身邊弟子眼睛骨碌碌一轉:“相距百丈,尚在射程之內。師兄,放箭吧!”
先前也不是沒有放過箭,領頭弟子又已見識過李滄陵身手,只恐百丈之外要一箭穿心更難:“他們又不是站著不動的木頭樁子,幾下就能逃出射程,那該如何!”
“師兄,沒有別的辦法了!為今之計,只能放箭點火,才有可能攔住他們啊!”
“點火?”領頭弟子心內一凜。點火!
身邊弟子急速道:“祠堂燒了可以再建,靈位沒了可以再立,可商白景跑了,師兄難道有第二條命可以面見溫閣主嗎!”
他們都不知道無念峰上還有先閣主的愛妻在養傷!姜止從前瞞的太好,以致時至今日眾人都以為無念峰不過用于祭享。領頭弟子也知這是最后可以攔住商白景的機會了,他橫下心,大聲令道:“點火!放箭!”
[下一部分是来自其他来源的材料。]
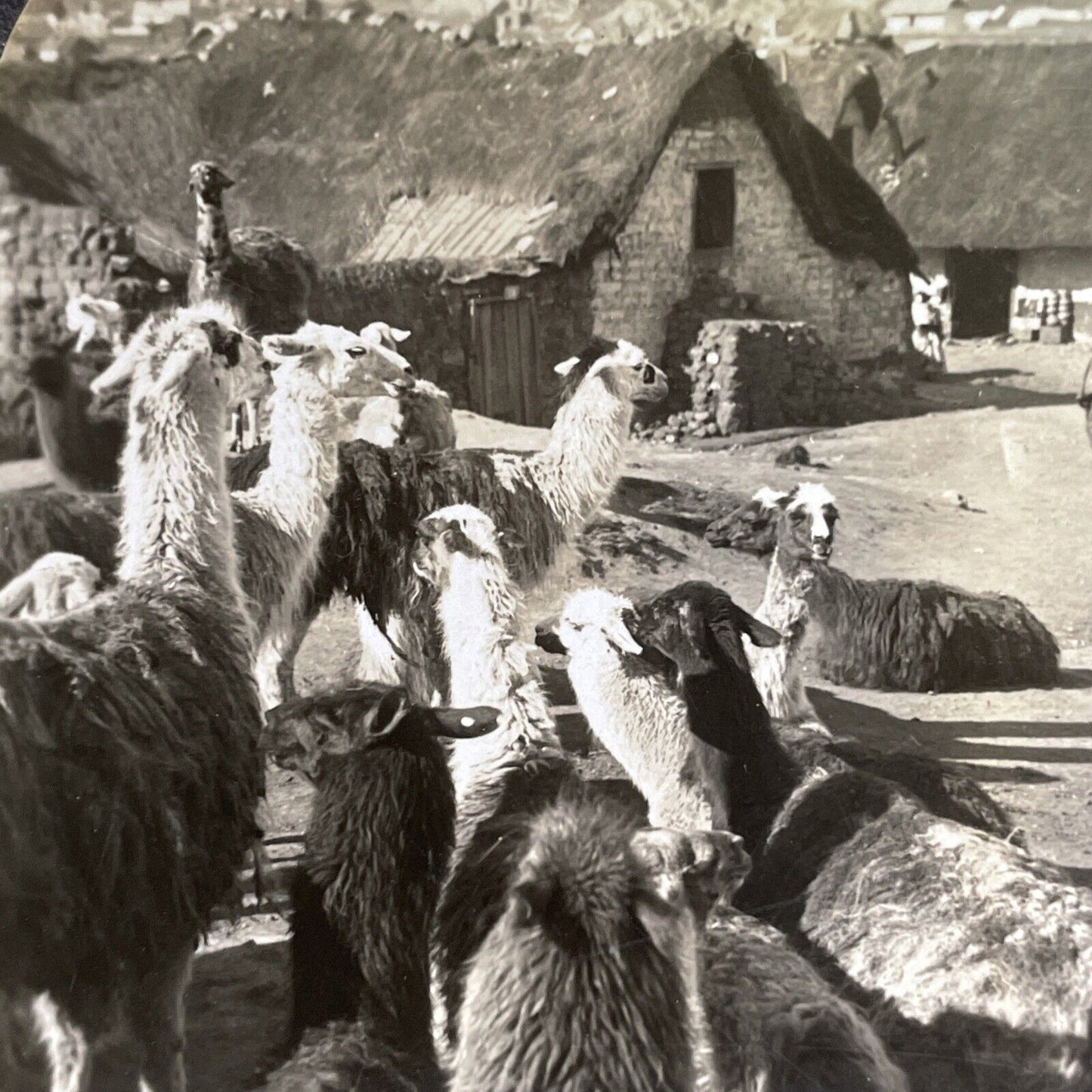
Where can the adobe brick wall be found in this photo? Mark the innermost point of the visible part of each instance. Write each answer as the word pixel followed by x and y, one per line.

喝令已下,眾箭將發。日頭將西,頭頂已有弦月升起,一行耀目火簇在將暗的天色里格外顯眼。箭音破空之時,千百箭矢如流星劃破云霄,身后忽然有人咆哮:“住手——”
那領頭弟子嚇得一顫,回頭一瞧,竟然是遲遲不來的溫沉遙遙站在遠方。他身前不遠處已多日閉關不出的羅綺繡正朝己方狂奔,見著這樣的情形駭得止住步伐。領頭弟子猶不知溫沉此言何意,心中忐忑:“閣、閣主?”又忙表功道,“閣主!他們必然逃不掉的!”
但溫沉看也沒看他,似乎也沒聽到他說的話。他那一聲喊遲了半秒,眼睜睜看著萬箭齊發、無念危急。那些閃耀的羽矢也劃破了他緊縮的瞳仁,溫沉雙目圓睜,目眥欲裂,身形飄搖像一片風中枯葉。領頭弟子見他滿面驚駭,急忙暗想自己究竟何處沒辦妥當?可他還沒想出什么,溫沉身形已如鬼魅似的一晃,勁風掠過,將那弟子撞了個仰倒,溫沉卻已踏上鐵索,一路追箭而去。又“當啷”一聲,一襲素衣掠過,羅綺繡踩著溫沉的影子也追去了。
崖邊眾弟子皆面面相覷,不敢出言。
另一邊,李滄陵距上岸還有十幾步之遙,忽然聽見身后天空傳來異響。他回頭一望,見半天的箭矢流火墜下,心頭一緊,喝道:“白景兄躲開!”自己兩步并作一步,朝岸上撲去。而師娘房前,商白景的面色活似見鬼,同那岸的溫沉如出一轍。面對鋪天的殺意他躲也不躲,嘶吼道:“不行!不行!”
“嘭!”
第一支箭射中了師娘緊閉的窗,商白景猛地撲去,也不在意什么火焰什么燙是不燙,一把將那箭拔了下來。可是遲了,窗紙遇火,火焰立刻攀延而上,一發不可收拾。他就生生用手去拍打火苗,試圖將火撲滅。但又聽一片砰砰聲,許多支箭又帶著新的火焰扎在那座小小木屋的房頂和四壁上。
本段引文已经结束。